2021年5月19日(水)
障害福祉奪う差別的判決
千葉地裁 支給請求を棄却
脳性まひで障害福祉サービスを利用する天海正克(あまがい・まさかつ)さん(71)が65歳で介護保険の要介護認定の申請をしなかったことを理由に、千葉市が天海さんのサービス継続申請を認めず打ち切ったことをめぐり、憲法と障害者権利条約に違反するとして天海さんが同市などを提訴した裁判の判決が18日、千葉地裁でありました。内野俊夫裁判長は、天海さんが千葉市に障害福祉サービスを支給決定するよう求めた訴えを棄却する不当判決を出しました。天海さんは控訴する方針です。
原告控訴へ
判決は、天海さんのように65歳以上の「要介護状態であることが見込まれる」障害者が「正当な理由なく」介護保険の要介護認定を申請しないことは、介護給付の支給要否決定に「協力しないことにほかならない」として、障害福祉サービスの継続申請を「不適法なものとして却下することができる」との判断を示しました。

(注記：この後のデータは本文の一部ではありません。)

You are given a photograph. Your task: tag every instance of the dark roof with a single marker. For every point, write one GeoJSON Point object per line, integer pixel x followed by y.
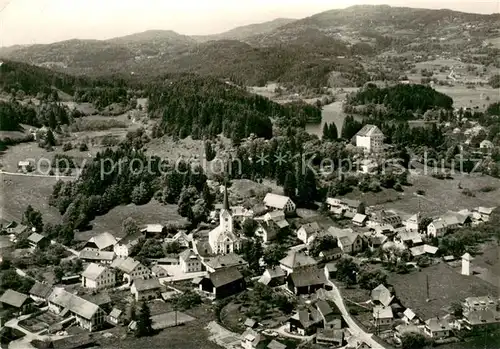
{"type": "Point", "coordinates": [307, 277]}
{"type": "Point", "coordinates": [40, 290]}
{"type": "Point", "coordinates": [224, 276]}
{"type": "Point", "coordinates": [13, 298]}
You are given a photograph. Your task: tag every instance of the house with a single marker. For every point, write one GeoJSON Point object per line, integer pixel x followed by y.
{"type": "Point", "coordinates": [98, 277]}
{"type": "Point", "coordinates": [307, 231]}
{"type": "Point", "coordinates": [279, 202]}
{"type": "Point", "coordinates": [331, 320]}
{"type": "Point", "coordinates": [423, 249]}
{"type": "Point", "coordinates": [38, 241]}
{"type": "Point", "coordinates": [267, 231]}
{"type": "Point", "coordinates": [224, 261]}
{"type": "Point", "coordinates": [158, 271]}
{"type": "Point", "coordinates": [274, 344]}
{"type": "Point", "coordinates": [183, 239]}
{"type": "Point", "coordinates": [359, 219]}
{"type": "Point", "coordinates": [103, 257]}
{"type": "Point", "coordinates": [486, 145]}
{"type": "Point", "coordinates": [190, 262]}
{"type": "Point", "coordinates": [350, 243]}
{"type": "Point", "coordinates": [306, 280]}
{"type": "Point", "coordinates": [101, 242]}
{"type": "Point", "coordinates": [330, 337]}
{"type": "Point", "coordinates": [87, 315]}
{"type": "Point", "coordinates": [250, 339]}
{"type": "Point", "coordinates": [15, 300]}
{"type": "Point", "coordinates": [330, 270]}
{"type": "Point", "coordinates": [223, 283]}
{"type": "Point", "coordinates": [437, 328]}
{"type": "Point", "coordinates": [296, 260]}
{"type": "Point", "coordinates": [413, 223]}
{"type": "Point", "coordinates": [330, 255]}
{"type": "Point", "coordinates": [40, 292]}
{"type": "Point", "coordinates": [382, 315]}
{"type": "Point", "coordinates": [131, 269]}
{"type": "Point", "coordinates": [115, 317]}
{"type": "Point", "coordinates": [387, 217]}
{"type": "Point", "coordinates": [152, 230]}
{"type": "Point", "coordinates": [479, 303]}
{"type": "Point", "coordinates": [305, 322]}
{"type": "Point", "coordinates": [273, 277]}
{"type": "Point", "coordinates": [146, 289]}
{"type": "Point", "coordinates": [479, 318]}
{"type": "Point", "coordinates": [124, 246]}
{"type": "Point", "coordinates": [409, 316]}
{"type": "Point", "coordinates": [381, 295]}
{"type": "Point", "coordinates": [370, 138]}
{"type": "Point", "coordinates": [223, 239]}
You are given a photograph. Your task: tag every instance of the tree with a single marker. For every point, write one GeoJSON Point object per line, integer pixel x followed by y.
{"type": "Point", "coordinates": [347, 270]}
{"type": "Point", "coordinates": [50, 139]}
{"type": "Point", "coordinates": [144, 322]}
{"type": "Point", "coordinates": [290, 185]}
{"type": "Point", "coordinates": [248, 228]}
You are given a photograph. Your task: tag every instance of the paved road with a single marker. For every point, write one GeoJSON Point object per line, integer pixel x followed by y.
{"type": "Point", "coordinates": [357, 331]}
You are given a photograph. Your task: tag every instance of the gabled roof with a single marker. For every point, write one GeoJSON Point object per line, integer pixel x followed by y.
{"type": "Point", "coordinates": [93, 271]}
{"type": "Point", "coordinates": [382, 295]}
{"type": "Point", "coordinates": [40, 290]}
{"type": "Point", "coordinates": [36, 238]}
{"type": "Point", "coordinates": [436, 325]}
{"type": "Point", "coordinates": [276, 201]}
{"type": "Point", "coordinates": [127, 265]}
{"type": "Point", "coordinates": [224, 276]}
{"type": "Point", "coordinates": [296, 259]}
{"type": "Point", "coordinates": [308, 277]}
{"type": "Point", "coordinates": [369, 131]}
{"type": "Point", "coordinates": [13, 298]}
{"type": "Point", "coordinates": [73, 303]}
{"type": "Point", "coordinates": [103, 240]}
{"type": "Point", "coordinates": [382, 312]}
{"type": "Point", "coordinates": [97, 256]}
{"type": "Point", "coordinates": [147, 284]}
{"type": "Point", "coordinates": [410, 315]}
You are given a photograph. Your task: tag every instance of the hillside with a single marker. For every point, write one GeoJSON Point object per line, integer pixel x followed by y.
{"type": "Point", "coordinates": [243, 32]}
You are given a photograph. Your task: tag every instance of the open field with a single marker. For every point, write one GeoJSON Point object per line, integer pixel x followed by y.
{"type": "Point", "coordinates": [20, 191]}
{"type": "Point", "coordinates": [440, 195]}
{"type": "Point", "coordinates": [150, 213]}
{"type": "Point", "coordinates": [446, 286]}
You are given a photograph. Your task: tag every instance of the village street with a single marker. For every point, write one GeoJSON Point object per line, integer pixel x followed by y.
{"type": "Point", "coordinates": [356, 331]}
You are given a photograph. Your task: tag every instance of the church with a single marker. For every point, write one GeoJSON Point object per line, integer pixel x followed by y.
{"type": "Point", "coordinates": [222, 239]}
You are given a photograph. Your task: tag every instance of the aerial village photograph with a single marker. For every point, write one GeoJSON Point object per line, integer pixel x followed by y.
{"type": "Point", "coordinates": [249, 175]}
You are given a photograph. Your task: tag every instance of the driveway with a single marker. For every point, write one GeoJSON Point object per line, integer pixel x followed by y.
{"type": "Point", "coordinates": [335, 296]}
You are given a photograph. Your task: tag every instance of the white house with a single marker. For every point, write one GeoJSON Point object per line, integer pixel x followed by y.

また、介護保険サービスは利用料が発生し、低所得者の生存権を脅かすものだとして天海さんが違憲だと主張したことに対して判決は、介護保険制度では低所得者への負担軽減策などが取られているとして、著しく合理性を欠き、明らかに立法権の裁量権を逸脱しているとはいえないとしました。
判決を受けて天海さんは「市が障害福祉サービスを全て奪うことは、生活全部を奪うことに他ならず、許すことはできない。重い責任を感じていないことに腹が立つ」と語りました。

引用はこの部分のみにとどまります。